A brief example will help to illustrate the relationship between these types of movement. Imagine going to a film at the theater. As we watch the characters move we experience dynamic motion – not in the sense of moving physically but as an impression made by the film. We cannot distinguish units of time less than 1/30th of a second. For this reason the fast sequence of still shots appears to be a single, moving image. Despite our dynamic experience, film is in fact a high-speed presentation of categorical motion – specifically, episodic motion.
If we removed every other cell in the film we would notice the incremental nature of the film. By removing two or three sequential cells, movement becomes choppy, though we can still make out the movie’s spatial structure. For example, a person walking towards a house eventually gets to the door and enters. Enough intervening scenes assure us that the character walked there, encountering steps and an angry dog along the way. The abrupt changes between images are not enough to break the episodic narrative.
If we continue to edit – removing, say, 19 of 20 sequential images – we begin to experience discrete images. The character entering the house in the original version now stands on the sidewalk one moment and in a living room the next. Only viewers familiar with the original film would know what happened and only to them would the movement be episodic. For most of us, though, the motion seems discrete since we no longer can follow the spatial narrative. Seeing the entire film this way would be disorienting and a bit unnerving. We need more to orient us than the images alone provide.
Film actually has a specialized visual language to deal with narrative breaks. After all, hardly a movie was shot in a single camera take. Since early in film’s history, viewers have become accustomed to cuts, fades, pans and a host of other techniques to follow the action. All these tacitly move the viewer through the film.
Vicarious motion and domain structure
We can learn a lot about a domain’s structure by looking at the movement used to navigate it. While in many graphic domains and Worlds motion is animated and dynamic, users of text-based MUDs move episodically between spaces. This movement can be tedious for players who know their destination and prefer not to go through the intervening spaces. And such impatience betrays a familiarity with the domain, for new users prefer to explore the MUD episodically. It lets them learn the relationships of spaces with which they build a cognitive map of the domain.

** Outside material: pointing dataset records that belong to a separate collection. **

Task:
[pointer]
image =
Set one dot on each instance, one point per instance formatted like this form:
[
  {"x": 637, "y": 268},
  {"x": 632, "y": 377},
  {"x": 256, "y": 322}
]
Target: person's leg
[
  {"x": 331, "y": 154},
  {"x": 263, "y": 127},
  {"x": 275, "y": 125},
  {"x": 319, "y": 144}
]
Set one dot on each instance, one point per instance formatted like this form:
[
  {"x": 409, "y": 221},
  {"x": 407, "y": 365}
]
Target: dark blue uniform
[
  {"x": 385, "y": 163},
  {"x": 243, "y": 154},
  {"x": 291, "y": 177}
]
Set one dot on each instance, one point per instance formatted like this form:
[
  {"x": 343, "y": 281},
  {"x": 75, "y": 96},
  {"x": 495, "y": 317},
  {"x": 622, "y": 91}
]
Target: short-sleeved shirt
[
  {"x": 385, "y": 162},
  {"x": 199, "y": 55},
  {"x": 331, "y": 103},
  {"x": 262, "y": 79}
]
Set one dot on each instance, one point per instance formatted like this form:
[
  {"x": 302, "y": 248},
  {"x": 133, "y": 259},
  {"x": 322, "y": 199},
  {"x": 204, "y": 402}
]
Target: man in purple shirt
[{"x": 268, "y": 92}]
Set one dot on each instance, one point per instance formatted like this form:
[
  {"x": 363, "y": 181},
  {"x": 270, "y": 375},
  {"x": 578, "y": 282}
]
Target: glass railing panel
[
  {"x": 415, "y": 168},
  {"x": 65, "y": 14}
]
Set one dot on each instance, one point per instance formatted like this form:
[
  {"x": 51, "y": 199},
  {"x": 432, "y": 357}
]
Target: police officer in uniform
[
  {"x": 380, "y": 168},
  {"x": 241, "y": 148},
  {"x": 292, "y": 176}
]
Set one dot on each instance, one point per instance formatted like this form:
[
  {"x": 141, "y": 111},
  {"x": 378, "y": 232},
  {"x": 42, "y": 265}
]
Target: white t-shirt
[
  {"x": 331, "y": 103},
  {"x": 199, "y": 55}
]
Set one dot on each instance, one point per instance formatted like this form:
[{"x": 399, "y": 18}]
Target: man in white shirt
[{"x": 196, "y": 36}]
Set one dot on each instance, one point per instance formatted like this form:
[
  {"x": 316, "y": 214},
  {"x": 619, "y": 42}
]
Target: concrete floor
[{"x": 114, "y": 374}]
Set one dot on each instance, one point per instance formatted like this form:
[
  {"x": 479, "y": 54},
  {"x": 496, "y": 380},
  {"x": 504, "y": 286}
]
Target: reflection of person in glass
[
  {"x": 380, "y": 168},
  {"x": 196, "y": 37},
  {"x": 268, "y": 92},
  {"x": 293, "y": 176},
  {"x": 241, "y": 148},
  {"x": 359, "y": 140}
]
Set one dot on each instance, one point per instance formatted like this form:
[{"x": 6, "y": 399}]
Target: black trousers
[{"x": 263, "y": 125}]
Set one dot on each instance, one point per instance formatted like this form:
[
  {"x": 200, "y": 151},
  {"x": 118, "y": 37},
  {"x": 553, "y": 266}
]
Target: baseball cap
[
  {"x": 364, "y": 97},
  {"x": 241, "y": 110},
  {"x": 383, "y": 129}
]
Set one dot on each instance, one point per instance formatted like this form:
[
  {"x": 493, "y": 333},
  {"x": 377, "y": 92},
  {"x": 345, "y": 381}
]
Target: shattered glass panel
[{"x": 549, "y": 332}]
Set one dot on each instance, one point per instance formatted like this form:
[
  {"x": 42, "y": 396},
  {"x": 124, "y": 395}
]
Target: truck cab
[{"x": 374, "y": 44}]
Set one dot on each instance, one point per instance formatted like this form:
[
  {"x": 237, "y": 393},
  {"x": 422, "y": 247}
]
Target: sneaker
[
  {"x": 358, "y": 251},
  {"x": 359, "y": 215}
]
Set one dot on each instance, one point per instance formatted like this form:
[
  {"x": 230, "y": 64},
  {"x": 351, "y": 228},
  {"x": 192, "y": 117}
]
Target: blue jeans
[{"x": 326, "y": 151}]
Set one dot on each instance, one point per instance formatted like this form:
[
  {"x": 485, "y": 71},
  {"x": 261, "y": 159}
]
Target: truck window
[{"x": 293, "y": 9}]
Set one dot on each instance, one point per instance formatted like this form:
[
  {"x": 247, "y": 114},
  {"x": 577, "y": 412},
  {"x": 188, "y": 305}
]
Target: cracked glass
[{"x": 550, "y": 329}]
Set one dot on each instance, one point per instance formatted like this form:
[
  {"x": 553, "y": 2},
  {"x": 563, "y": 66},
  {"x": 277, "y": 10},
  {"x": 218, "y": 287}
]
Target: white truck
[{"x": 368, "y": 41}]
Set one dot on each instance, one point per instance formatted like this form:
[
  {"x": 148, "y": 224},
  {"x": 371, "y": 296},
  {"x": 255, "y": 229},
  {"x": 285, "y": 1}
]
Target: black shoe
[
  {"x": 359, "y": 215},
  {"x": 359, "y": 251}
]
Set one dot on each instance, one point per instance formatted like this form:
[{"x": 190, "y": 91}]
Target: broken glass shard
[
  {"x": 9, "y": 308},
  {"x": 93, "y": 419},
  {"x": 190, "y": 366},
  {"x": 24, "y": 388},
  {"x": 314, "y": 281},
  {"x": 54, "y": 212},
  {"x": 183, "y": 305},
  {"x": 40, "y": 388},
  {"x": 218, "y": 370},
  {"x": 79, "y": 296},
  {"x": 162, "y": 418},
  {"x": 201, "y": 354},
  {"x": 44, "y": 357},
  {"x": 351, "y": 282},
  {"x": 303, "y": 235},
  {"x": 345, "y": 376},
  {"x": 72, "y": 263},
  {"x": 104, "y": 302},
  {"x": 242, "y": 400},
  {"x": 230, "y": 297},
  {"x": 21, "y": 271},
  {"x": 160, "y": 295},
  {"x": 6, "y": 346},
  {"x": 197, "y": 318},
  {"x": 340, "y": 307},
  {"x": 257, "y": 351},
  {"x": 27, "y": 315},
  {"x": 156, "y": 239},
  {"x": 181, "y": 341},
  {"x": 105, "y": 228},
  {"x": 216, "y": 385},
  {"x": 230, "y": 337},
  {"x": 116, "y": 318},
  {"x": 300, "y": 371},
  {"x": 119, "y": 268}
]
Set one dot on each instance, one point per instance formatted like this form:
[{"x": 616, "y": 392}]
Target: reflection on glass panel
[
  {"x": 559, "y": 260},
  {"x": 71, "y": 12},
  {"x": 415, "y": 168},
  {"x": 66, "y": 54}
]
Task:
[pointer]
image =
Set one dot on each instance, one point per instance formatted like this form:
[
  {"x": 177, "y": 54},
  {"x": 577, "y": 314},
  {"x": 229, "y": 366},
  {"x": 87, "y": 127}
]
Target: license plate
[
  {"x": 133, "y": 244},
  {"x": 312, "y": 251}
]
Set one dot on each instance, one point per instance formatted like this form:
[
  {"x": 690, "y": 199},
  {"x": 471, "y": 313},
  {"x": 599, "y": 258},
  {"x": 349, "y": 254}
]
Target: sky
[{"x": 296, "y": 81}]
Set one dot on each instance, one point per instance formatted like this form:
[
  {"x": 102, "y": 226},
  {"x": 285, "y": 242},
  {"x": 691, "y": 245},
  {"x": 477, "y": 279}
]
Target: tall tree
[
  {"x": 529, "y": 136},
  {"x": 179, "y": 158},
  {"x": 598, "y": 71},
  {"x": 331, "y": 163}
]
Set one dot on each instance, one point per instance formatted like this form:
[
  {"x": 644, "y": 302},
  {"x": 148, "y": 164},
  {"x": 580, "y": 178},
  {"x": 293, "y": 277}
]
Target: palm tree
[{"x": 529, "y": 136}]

Many text domains have a core community of rooms that are arrayed spatially, using cardinal directions to orient the user. These spaces may have been built originallly by the MUD administrators or constructed later by citizens of the domain, depending on the MUD's operation. Invariably, one of these rooms is an entryway into the domain. Other spaces are likely to include gathering places for users' avatars, rooms descriptive of interiors or landscapes, and transit stations from which users may take a bus, taxi, or helicopter to other parts of the MUD.
MUD players arrive at the domain categorically by using a browser or other Internet application. Once there, they log on, assume an avatar and enter the MUD. This entry is accomplished statically as players go from the operational state of the MUD to its spatial emulation. Upon entry, users are embodied through their avatars. Actions within the rooms are described dynamically, much as one might read them in a novel. Avatars engage in real-time dialog, wave to one another, and examine objects in the room.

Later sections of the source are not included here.